Mass-reactive. Detonating on impact. Legiones Astartes munition. Not possible. Not possible. Unless–

‘Error,’ exclaims Selaton beside him. ‘False fire. Error. Someone has made an–’

‘I said get back!’ Ventanus screams, grabbing Selaton and pulling him towards the rear of the module.

Ventanus and Selaton start to return fire, blasting down through the hole created as the floor section collapses and peels away. There is only smoke below, no clear target, no true thermal print. They fire anyway. Discouragement.

Armour inertials don’t lie. The module is slumping backwards. It is going to separate from its mountings and fall.

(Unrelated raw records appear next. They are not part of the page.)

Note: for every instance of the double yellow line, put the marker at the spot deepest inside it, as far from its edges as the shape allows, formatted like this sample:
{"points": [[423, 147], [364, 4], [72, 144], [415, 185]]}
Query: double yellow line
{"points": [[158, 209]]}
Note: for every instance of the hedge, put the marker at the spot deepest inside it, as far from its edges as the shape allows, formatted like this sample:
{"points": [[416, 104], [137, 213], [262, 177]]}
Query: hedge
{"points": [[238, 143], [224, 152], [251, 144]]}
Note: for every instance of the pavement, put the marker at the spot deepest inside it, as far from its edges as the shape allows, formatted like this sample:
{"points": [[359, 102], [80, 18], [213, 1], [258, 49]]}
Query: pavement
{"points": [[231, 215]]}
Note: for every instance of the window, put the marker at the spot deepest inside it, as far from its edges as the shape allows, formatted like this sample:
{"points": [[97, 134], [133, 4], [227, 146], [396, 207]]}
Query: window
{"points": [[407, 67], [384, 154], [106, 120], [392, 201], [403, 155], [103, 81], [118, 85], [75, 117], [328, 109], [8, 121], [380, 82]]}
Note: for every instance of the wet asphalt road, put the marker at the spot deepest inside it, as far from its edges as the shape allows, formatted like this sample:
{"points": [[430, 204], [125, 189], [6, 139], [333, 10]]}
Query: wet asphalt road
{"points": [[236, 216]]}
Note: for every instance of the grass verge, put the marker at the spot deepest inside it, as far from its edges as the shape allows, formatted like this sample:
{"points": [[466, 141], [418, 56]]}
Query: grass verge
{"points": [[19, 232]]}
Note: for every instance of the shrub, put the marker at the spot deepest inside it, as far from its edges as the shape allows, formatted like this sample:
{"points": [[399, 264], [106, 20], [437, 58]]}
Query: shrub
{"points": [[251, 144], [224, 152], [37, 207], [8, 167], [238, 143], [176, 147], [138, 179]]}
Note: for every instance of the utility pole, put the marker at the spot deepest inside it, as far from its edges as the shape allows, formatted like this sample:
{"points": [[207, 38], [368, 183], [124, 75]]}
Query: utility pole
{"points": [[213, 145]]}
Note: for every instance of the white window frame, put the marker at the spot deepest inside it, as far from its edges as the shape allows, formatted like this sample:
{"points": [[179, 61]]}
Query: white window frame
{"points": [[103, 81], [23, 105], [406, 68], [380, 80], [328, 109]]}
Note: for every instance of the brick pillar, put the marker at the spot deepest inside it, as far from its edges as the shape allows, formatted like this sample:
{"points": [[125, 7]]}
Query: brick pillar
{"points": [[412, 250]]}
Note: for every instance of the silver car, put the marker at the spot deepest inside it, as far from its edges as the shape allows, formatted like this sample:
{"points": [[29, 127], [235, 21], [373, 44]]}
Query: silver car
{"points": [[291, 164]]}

Arbute is dead. There isn’t a wound on her, but Ventanus knows that the overpressure and kinetic slam of the mass-reactive strikes will have pulped her human organs. Amant has been dropped. Two, perhaps three mass-reactive rounds have taken him from below. He is lying on his back on the rapidly perishing deck. His feet are gone, and the blasts have sliced the armour and flesh from his shins and thighs, his torso and his face. He is still alive, clotting blood filling the cavities of his wounds.

A few moments to stabilise, and they could get him clear. Get him to reconstruction. Even with the front of his body skinned and scourged away, a month or two in biotech conditioning would see him fighting again.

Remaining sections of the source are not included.